Although cancer is the prime target, ecogeneticists have other prey. Atherosclerosis, the nation’s No. 1 killer, has a handful of almost-causes–“almost” because eating a high-fat, low-fiber diet only sometimes causes heart disease. Ecogeneticists are finding out why. A defect in chromosome 6 makes the body produce sky-high levels of an artery-clogging lipoprotein, says Kare Berg of the University of Oslo. This raises the risk of premature heart attacks; about 25 percent of the population has the gene glitch. The good news is that it “is one risk factor we can test for,” Berg says. A simple blood test will tell the tale: people with this gene defect are definitely at greater risk of heart disease. And they will certainly benefit from low-fat diets.

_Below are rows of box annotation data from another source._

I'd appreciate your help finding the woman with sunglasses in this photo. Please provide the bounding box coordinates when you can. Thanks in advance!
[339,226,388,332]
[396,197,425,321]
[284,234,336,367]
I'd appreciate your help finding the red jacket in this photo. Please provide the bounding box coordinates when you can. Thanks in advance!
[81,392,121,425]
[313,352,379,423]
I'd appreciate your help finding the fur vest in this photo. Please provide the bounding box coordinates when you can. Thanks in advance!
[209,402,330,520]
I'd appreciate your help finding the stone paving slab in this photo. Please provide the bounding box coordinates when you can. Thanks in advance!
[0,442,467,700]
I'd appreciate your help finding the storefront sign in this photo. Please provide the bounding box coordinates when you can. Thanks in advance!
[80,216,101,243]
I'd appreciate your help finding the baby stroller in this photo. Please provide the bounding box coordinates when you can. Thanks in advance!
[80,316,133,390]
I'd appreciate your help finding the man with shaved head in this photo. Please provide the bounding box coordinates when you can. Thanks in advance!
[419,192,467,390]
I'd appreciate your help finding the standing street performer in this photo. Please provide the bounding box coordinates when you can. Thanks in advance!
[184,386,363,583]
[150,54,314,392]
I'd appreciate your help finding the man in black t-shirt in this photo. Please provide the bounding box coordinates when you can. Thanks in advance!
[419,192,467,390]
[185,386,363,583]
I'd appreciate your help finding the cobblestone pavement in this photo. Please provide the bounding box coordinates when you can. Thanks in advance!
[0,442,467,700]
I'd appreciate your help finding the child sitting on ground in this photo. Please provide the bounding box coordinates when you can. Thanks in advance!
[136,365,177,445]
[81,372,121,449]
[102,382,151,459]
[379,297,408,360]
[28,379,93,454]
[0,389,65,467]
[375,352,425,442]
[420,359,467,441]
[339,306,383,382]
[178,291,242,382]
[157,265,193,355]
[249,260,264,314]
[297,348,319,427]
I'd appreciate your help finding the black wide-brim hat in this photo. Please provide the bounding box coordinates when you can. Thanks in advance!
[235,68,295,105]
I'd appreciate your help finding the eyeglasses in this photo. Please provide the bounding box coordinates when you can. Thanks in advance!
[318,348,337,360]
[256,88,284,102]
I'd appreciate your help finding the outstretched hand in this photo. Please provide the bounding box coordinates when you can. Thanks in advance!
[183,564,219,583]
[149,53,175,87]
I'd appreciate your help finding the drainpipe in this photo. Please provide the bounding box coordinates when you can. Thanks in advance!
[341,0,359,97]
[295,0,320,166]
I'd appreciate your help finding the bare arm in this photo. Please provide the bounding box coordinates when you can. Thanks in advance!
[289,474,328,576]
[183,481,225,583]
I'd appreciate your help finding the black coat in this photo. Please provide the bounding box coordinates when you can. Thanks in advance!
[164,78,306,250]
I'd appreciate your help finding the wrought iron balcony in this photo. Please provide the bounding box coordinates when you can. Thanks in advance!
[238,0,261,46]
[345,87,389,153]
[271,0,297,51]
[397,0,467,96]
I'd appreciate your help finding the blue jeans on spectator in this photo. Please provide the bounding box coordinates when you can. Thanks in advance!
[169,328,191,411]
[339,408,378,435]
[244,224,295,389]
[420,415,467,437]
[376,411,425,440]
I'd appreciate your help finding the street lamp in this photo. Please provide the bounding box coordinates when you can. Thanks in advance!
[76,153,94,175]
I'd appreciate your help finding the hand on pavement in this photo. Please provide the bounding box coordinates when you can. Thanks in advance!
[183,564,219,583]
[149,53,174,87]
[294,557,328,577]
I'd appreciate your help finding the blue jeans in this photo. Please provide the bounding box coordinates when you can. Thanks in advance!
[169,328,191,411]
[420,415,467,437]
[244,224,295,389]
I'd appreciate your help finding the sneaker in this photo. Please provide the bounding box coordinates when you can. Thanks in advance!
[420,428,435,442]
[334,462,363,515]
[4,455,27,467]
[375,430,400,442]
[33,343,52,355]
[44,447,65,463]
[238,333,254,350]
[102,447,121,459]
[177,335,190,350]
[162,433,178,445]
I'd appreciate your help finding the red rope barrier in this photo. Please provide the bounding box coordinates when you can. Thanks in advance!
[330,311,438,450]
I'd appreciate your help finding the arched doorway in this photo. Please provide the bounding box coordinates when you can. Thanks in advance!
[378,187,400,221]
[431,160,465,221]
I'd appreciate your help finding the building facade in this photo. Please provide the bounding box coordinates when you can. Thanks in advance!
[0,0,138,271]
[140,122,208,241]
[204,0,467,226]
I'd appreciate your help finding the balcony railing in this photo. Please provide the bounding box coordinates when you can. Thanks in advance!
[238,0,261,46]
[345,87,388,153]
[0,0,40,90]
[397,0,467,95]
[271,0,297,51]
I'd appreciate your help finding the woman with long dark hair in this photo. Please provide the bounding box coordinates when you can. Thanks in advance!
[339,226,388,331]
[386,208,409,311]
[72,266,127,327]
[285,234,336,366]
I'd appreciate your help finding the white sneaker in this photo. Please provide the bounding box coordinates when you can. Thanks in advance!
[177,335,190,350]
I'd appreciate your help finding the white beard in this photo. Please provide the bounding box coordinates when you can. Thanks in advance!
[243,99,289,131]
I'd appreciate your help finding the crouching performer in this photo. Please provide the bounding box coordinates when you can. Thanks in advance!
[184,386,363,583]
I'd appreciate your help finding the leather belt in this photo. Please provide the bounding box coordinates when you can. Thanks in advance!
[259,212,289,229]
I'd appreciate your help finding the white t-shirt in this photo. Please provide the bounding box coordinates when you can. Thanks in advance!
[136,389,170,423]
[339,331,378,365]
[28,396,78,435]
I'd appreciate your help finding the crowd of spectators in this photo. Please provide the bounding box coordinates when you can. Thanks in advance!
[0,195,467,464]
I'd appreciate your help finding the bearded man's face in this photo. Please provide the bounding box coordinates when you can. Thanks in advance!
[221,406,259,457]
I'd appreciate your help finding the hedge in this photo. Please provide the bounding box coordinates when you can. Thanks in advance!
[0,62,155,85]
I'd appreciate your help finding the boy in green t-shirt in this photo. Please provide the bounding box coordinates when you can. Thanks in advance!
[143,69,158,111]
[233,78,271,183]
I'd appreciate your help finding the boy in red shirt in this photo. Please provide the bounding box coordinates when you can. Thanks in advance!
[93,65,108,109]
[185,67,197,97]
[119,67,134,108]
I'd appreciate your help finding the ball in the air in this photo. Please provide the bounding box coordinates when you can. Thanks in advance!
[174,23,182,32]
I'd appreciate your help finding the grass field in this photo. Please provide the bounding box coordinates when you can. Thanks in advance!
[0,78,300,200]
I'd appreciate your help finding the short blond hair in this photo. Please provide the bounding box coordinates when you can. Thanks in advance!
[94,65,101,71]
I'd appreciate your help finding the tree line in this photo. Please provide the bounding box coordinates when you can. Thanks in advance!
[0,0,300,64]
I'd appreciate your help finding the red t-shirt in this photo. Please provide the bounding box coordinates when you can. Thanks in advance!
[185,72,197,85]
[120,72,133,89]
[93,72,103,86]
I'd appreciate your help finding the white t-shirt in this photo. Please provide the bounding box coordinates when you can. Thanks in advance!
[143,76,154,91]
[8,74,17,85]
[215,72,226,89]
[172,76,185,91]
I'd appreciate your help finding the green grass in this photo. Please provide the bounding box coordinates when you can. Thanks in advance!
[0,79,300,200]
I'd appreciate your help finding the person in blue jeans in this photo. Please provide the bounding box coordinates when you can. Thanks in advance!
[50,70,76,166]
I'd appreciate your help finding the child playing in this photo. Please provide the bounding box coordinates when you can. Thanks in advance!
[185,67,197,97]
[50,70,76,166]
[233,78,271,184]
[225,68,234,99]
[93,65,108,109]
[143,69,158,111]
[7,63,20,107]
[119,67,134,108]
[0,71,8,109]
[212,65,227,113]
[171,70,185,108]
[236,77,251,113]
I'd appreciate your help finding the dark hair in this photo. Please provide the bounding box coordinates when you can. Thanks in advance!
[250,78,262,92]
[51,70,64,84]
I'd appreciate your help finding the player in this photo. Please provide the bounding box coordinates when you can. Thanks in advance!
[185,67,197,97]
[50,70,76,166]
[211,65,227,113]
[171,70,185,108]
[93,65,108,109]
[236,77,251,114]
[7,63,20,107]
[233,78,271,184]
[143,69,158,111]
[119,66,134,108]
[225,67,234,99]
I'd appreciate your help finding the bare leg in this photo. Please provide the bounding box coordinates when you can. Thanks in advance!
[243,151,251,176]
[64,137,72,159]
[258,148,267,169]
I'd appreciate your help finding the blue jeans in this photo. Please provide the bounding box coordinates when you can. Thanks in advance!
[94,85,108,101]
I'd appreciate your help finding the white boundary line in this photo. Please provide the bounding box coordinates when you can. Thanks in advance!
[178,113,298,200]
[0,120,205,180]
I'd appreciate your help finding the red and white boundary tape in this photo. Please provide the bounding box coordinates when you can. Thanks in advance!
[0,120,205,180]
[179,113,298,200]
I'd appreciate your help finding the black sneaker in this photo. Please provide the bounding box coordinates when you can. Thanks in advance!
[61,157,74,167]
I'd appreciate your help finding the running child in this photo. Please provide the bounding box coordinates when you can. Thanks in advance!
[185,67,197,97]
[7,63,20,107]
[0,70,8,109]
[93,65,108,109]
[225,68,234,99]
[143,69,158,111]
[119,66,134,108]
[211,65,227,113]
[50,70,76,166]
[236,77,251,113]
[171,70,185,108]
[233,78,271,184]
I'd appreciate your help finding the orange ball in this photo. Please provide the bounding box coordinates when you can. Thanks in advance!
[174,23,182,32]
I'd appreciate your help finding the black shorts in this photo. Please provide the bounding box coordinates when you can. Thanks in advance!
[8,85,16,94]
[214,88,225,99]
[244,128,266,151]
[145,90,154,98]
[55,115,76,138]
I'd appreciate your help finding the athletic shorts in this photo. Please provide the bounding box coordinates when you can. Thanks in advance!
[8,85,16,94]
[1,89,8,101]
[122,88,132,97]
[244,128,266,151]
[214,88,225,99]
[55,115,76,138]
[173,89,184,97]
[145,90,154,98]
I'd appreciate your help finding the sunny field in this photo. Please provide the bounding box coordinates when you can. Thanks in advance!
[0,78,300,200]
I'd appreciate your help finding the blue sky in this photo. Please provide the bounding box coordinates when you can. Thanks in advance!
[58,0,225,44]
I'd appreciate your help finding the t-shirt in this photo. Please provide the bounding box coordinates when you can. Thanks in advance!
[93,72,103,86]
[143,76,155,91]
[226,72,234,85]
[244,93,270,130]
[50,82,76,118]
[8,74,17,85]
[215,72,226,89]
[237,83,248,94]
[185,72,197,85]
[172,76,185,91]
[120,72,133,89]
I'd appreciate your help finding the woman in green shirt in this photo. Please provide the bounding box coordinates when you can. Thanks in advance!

While it’s irresponsible to say that people without the defect can wallow in fat, it may be possible to identify individuals whose genes fend off heart disease.
By the year 2000, calculates I. Bernard Weinstein of Columbia University, cancer will surpass heart disease as the leading cause of death in the United States. One in three people alive today will die of it. Ecogenetics maybe the best hope of preventing many of those deaths, by protecting susceptible people. “Molecular epidemiology is where all the excitement will be in the years ahead,” says Berg. “We will be able to say, ‘Yes, you are at risk’.” But that raises ethical quandaries. This week a House Government Operations subcommittee is expected to hold hearings on the potential misuse of genetic information-looking at such issues as whether insurers or employers may mandate screening for genetic susceptibility to cancer or other diseases. Voluntary screening is less problematic. An Individual Risk Assessment may soon become one IRA that everyone wants in his portfolio.